Wachovia Capital Markets released a follow up to its previous report "Investing in the Changing Face of America," entitled "Investing in the Changing Face of Real Estate." The new report will examine a range of topics from subprime lending to so-called "walkable urbanism", a commercial real estate development style that relies on mixed-use properties to replicate the convenience and cache of urban living. It also discusses the role of private equity to investing in India and China, the investment bank said. The subject matter was developed by surveying more than 100 of Wachovia's top investor clients to find out what they felt were the most important real estate issues. The bank has included a recommendations section highlighting the best ways to address these themes.

Caliber Global Investment has categorically denied it is selling its assets because of recent subprime woes, thus joining the growing number of U.K. firms that seek distance from the U.S. subprime debacle. It was claimed in press reports that Caliber, a $908 million fund, was shutting down after suffering losses due to investments it made in U.S. subprime MBS. Caliber's management company, Cambridge Place Investment Management, clarified that the selloff was part of "a broad ranging review of all aspects of Caliber's strategy and operations in order to maximize shareholder returns," according to a statement. A source at Cambridge said constraints on the publicly listed Caliber portfolio, such as inadequate liquidity, are behind the selloff, adding that investors are getting as close to net asset value as possible.
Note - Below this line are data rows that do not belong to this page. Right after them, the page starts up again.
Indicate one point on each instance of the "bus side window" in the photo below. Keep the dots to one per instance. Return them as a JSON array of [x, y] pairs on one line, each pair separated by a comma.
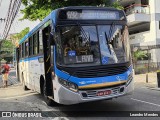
[[40, 42], [30, 46], [26, 48], [35, 44], [22, 48]]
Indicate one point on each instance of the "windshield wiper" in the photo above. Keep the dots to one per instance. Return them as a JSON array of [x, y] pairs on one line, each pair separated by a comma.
[[111, 30], [107, 43]]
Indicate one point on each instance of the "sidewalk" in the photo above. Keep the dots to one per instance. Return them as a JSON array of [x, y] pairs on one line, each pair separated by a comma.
[[14, 91], [152, 80]]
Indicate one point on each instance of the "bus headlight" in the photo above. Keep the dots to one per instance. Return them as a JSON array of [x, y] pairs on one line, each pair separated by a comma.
[[68, 84], [130, 77]]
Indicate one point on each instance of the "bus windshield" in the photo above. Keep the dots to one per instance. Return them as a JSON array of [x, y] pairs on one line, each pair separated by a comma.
[[92, 45]]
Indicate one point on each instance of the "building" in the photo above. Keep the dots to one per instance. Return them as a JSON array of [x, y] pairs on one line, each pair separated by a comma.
[[144, 28]]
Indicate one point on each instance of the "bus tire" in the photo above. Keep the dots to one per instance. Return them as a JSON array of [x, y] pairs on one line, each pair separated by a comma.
[[48, 101], [23, 83]]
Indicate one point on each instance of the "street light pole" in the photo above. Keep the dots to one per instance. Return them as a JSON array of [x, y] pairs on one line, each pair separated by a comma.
[[0, 52]]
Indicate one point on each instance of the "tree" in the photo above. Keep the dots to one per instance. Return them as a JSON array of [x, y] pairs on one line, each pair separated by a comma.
[[139, 55], [38, 9], [17, 37]]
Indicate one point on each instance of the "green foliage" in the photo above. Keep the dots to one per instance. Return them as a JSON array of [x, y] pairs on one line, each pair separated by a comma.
[[7, 44], [38, 9], [139, 55], [20, 35]]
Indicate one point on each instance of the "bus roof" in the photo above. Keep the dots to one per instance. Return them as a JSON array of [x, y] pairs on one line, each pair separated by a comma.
[[52, 16]]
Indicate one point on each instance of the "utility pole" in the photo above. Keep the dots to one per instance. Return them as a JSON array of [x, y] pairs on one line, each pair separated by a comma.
[[2, 20]]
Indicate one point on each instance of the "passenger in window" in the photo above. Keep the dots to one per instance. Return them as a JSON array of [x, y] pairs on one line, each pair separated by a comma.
[[66, 48]]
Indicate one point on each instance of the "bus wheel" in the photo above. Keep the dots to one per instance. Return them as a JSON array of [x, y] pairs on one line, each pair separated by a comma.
[[24, 86], [48, 101]]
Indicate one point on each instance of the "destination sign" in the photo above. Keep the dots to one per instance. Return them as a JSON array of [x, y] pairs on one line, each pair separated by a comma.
[[90, 15], [93, 14], [78, 59]]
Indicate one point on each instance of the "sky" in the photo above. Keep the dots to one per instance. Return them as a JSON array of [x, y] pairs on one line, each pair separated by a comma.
[[17, 25]]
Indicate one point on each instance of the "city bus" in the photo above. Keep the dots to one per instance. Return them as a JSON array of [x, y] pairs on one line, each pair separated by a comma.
[[77, 54]]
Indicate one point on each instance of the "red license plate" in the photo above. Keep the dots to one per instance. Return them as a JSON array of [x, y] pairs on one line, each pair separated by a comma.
[[102, 93]]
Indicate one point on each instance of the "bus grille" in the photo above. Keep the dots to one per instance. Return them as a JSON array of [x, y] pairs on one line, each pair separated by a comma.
[[93, 93], [100, 72]]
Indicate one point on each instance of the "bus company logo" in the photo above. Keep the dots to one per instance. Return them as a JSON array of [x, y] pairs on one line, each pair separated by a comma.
[[6, 114], [119, 78]]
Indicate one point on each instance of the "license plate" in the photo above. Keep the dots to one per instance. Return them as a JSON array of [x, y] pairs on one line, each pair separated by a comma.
[[102, 93]]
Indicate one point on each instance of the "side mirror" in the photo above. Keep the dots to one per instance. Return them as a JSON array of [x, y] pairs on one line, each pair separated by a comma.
[[51, 38]]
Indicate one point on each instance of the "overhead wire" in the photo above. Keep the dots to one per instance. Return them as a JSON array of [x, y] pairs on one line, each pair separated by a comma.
[[12, 12], [0, 2]]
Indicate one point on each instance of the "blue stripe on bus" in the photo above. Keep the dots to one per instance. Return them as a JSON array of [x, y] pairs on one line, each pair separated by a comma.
[[96, 80], [29, 59]]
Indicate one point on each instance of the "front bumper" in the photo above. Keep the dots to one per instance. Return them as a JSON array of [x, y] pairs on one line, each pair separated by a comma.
[[68, 97]]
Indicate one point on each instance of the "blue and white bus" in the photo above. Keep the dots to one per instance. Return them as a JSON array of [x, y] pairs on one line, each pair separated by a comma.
[[77, 54]]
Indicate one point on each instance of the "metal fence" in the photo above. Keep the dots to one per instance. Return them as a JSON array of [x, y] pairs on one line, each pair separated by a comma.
[[150, 63]]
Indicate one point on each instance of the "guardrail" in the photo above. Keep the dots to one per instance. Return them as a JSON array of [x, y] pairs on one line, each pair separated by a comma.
[[137, 8]]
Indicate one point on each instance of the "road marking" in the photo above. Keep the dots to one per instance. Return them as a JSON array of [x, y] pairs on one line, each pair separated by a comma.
[[19, 96], [145, 102]]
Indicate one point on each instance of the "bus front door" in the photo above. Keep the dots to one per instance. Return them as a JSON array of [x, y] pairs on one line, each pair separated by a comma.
[[17, 64], [48, 84]]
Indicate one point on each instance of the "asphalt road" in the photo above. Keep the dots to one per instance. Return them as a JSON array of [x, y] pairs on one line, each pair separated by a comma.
[[143, 99], [12, 80]]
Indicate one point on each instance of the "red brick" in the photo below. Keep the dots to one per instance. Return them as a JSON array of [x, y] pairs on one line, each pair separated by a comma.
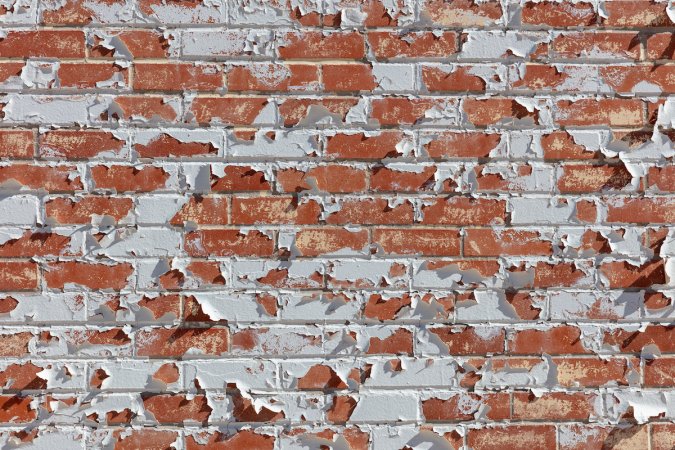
[[636, 14], [317, 45], [175, 342], [494, 111], [17, 409], [17, 143], [662, 178], [329, 178], [348, 77], [464, 211], [240, 439], [660, 46], [417, 241], [660, 336], [240, 179], [294, 110], [15, 344], [177, 408], [561, 145], [600, 44], [18, 275], [559, 15], [203, 211], [541, 437], [139, 43], [459, 80], [459, 407], [228, 110], [129, 178], [147, 108], [608, 112], [391, 45], [274, 77], [36, 244], [586, 372], [553, 406], [43, 44], [565, 339], [468, 341], [93, 276], [314, 242], [361, 146], [641, 210], [82, 210], [462, 13], [625, 275], [400, 342], [371, 211], [228, 243], [91, 76], [168, 146], [663, 436], [177, 77], [462, 144], [51, 179], [78, 144], [274, 210], [488, 242], [578, 178]]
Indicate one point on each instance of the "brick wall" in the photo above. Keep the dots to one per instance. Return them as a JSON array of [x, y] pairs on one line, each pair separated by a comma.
[[347, 224]]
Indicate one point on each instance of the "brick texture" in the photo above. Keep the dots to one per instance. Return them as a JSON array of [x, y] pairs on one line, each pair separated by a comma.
[[345, 224]]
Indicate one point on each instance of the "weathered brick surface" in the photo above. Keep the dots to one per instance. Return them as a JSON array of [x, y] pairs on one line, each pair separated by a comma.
[[348, 224]]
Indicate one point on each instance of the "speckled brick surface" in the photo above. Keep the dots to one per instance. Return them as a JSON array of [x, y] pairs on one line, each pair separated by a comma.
[[344, 224]]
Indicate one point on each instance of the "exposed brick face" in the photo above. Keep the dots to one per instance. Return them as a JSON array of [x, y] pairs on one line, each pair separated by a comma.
[[353, 224]]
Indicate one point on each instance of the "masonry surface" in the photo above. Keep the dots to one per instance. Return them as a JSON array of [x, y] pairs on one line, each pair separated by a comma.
[[344, 224]]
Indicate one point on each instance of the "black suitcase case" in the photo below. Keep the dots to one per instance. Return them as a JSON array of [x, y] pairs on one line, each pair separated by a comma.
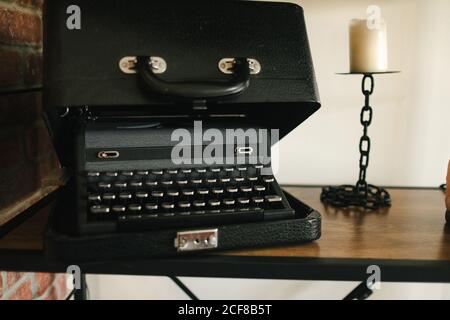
[[226, 63]]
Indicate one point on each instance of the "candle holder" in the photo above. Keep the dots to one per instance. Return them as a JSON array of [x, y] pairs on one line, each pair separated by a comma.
[[362, 194]]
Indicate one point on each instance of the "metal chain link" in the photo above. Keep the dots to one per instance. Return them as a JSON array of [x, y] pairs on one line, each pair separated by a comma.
[[362, 194]]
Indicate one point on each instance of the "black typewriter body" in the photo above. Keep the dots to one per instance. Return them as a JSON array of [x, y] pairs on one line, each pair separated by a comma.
[[118, 83], [127, 180]]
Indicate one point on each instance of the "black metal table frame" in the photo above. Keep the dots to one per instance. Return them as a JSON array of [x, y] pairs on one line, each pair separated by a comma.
[[221, 266]]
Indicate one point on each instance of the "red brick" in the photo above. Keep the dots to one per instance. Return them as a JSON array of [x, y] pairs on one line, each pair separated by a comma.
[[11, 69], [20, 27], [23, 292], [13, 277], [33, 69], [43, 282]]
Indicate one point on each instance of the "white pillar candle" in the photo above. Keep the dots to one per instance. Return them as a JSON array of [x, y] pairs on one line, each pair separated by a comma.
[[368, 47]]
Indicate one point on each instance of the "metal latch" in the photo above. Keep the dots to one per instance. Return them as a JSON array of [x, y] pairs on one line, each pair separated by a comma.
[[128, 65], [226, 65], [196, 240]]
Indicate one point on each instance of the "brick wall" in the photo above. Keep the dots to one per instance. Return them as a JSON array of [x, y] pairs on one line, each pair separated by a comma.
[[38, 286], [27, 156]]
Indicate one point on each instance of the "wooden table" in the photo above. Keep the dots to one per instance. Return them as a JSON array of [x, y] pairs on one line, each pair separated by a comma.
[[409, 241]]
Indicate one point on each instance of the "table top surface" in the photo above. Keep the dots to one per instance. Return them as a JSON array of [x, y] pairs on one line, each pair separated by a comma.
[[412, 229]]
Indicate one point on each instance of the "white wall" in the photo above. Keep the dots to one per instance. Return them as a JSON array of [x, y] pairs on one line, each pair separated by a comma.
[[410, 132]]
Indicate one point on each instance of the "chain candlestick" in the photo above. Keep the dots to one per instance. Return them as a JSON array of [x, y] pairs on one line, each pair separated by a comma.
[[362, 194]]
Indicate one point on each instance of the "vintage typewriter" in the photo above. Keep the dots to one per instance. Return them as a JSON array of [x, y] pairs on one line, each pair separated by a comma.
[[129, 181], [120, 82]]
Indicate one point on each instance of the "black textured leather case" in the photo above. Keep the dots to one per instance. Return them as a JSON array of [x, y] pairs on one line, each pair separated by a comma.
[[62, 245], [81, 67]]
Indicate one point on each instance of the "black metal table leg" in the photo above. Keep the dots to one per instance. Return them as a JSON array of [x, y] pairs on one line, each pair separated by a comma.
[[81, 293], [361, 292]]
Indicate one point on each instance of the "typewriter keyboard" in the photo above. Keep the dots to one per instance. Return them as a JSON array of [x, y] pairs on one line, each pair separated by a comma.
[[184, 197]]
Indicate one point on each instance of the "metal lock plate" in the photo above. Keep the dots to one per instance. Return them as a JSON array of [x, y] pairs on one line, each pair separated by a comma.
[[196, 240], [226, 66], [128, 65]]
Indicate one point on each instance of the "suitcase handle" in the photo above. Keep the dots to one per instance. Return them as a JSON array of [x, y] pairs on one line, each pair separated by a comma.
[[238, 83]]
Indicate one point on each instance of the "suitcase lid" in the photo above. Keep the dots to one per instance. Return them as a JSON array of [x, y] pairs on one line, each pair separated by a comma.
[[82, 59]]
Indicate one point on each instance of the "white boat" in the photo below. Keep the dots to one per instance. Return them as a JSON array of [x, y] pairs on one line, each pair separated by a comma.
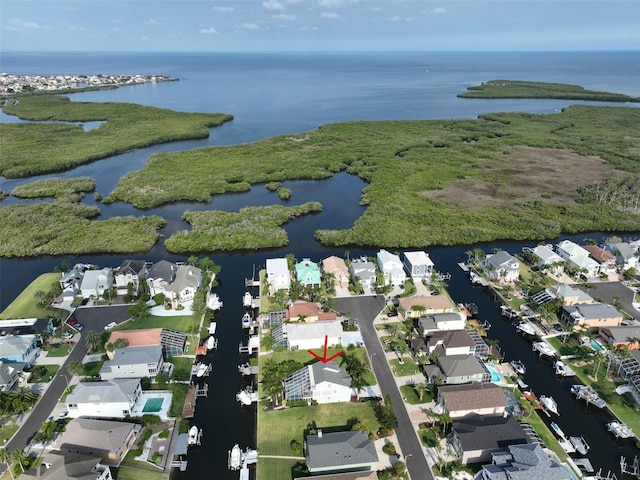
[[192, 439], [619, 429], [518, 366], [235, 457], [247, 300], [579, 443], [549, 403]]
Cambridge noticed many months ago that Caliber was a "suboptimal vehicle," the source said.

Fitch Ratings expects ratings performances for U.S. CMBS deals to remain strong for the rest of the year. Over the last six months, Fitch upgraded 561 classes and downgraded 19 classes of U.S. CMBS bonds. The ratio of 29:1 upgrade/downgrade represented a decline from last year's 35:1 ratio. This year's first quarter numbers remain strong, said Fitch Managing Director Mary MacNeill. The market is very healthy as Fitch upgraded seven transactions twice within the first six months of the year. Newer vintage transactions containing high concentrations of interest-only and highly leveraged loans will likely increase future defaults, said MacNeill.